AGR2 depletion through gene knockdown was shown to result in accumulation of prostate cancer cell lines at the G0/G1 phase of the cell cycle, while forced expression of AGR led to an increase in cell proliferation. AGR2 was determined to be involved in cell adhesion. Agr2-silenced prostate cancer cells had a large decrease in association with fibronectin, lost expression of integrin, and reduced tumor cell migration. In addition to these studies, AGR2 was among a set of genes consistently associated with prostate tumour visibility on MRI in a bioinformatic analysis, the analysis found that more visible tumours harboured more aggressive genetic characteristics.
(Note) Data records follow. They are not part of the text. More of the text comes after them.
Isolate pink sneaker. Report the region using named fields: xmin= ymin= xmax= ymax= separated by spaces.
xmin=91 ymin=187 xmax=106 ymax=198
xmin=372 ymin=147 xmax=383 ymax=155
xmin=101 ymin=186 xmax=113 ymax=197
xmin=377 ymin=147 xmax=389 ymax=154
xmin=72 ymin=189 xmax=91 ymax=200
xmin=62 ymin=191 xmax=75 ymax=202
The study also found genes involved with cell-ECM interactions to be altered in aggressive MRI-visible tumours, potentially reflecting AGR2's association with cellular adhesion ans integrin signalling.

=== Pancreatic cancer ===
AGR2 mRNA was discovered to be increased in precancerous lesions and neoplastic cells of pancreatic tumors and cancer cell lines. Transient silencing of AGR2 by small interfering RNA and short hairpin RNA significantly reduces cell proliferation and invasion while increasing the effectiveness of gemcitabine treatment in pancreatic cancer cell lines in vitro, indicating that AGR2 can help pancreatic cancer cells survive and protect tumors from chemotherapeutic treatments for pancreatic cancer. This is critical because pancreatic cancer is well recognized as being highly resistant to therapeutics, and five-year survival rates for pancreatic cancer are extremely low.

== Protein interactions ==

AGR2 protein has been demonstrated to interact with C4.4A and DAG-1 proteins which are associated with metastasis formation since these transmembrane proteins are involved in cell and matrix interactions between cancer and normal cells. AGR2 is able to suppress p53 activity by preventing phosphorylation after DNA damage. AGR2 has been shown to bind to Reptin, a tumor repressor, in the nucleus.